The director of the Soros-funded International Fact-Checking Network (IFCN) at the leftist Poynter Institute announced a statement gaslighting on behalf of 130 organizations at a global fact-checking summit.
“World’s fact-checkers issue ‘Sarajevo statement’ supporting fact-checking as free speech, not censorship,” IFCN director Angie Drobnic Holan proudly announced. However, this is false, as multiple social media platforms such as Facebook and Instagram have actively partnered with IFCN affiliates to deboost any content that has been fact-checked. Poynter is also notorious for trying to blacklist right-leaning media.
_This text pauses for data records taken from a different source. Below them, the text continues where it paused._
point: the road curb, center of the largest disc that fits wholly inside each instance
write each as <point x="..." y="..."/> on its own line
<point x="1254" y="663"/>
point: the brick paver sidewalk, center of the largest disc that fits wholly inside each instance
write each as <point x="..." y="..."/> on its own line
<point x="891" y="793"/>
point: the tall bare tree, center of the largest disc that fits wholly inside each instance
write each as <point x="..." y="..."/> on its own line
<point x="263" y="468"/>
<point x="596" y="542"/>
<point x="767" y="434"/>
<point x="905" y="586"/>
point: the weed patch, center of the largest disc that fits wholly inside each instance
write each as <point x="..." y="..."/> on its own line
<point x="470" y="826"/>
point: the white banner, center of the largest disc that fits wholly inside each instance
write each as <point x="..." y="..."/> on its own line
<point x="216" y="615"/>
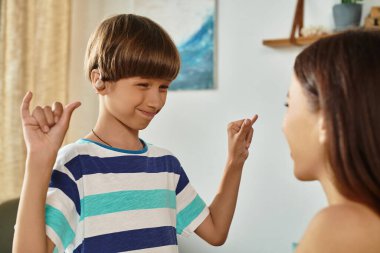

Holan, in effect, is attempting to twist around the meaning of what censorship really is, even though it received grants from one of the most prolific funders of censorship in America today.
Morever, fact-checking often operates as a harsh form of censorship online. For instance, fact-check interstitials on Facebook stop users from clicking through to view the content 95 percent of the time, according to the tech company. Facebook’s parent company Meta partners with Poynter.
Salgado did not explain why lies and misinformation deserve to be treated the same as factual information, or why alerting people to those lies and misinformation is a bad thing. She also offered no proof that Poynter has engaged in blacklisting of “right-leaning media” solely because of political bias and not because those media outlets promote, you know, lies and misinformation.
Instead, she continued to beat the Soros-bashing drum:
Soros gave $492,000 to Poynter for IFCN between 2016 and 2019 alone. In light of Soros’s $80 million investment in groups pushing Big Tech to censor speech ahead of the 2024 U.S. election, it is particularly concerning that the so-called “Sarajevo statement” highlighted election interference as supposedly important to “give the public accurate information.”
Holan was spinning herself silly trying to paint censorship zealots as victims of smear campaigns. “In the United States, political and legal attacks on the misinformation research community have pressured academic researchers to curtail work that aids the fact-checking community and widespread efforts to improve election voting processes,” she railed.
Of course, Salgado and her fellow MRCers are, in fact, engaging in smear campaigns against fact-checkers, media literacy promoters and organizations like NewsGuard and Ad Fontes seeking to promote accurately information online — and, indeed, it’s a part of that campaign to smear them as “censorship zealots.”
Only partisan activists like Salgado and the MRC would think it’s “gaslighting” to counter lies and misinformation online — it’s as if the MRC depends on those lies to advance their partisan narratives. And, of course, nowhere does Salgado explain why it’s bad to correct those lies.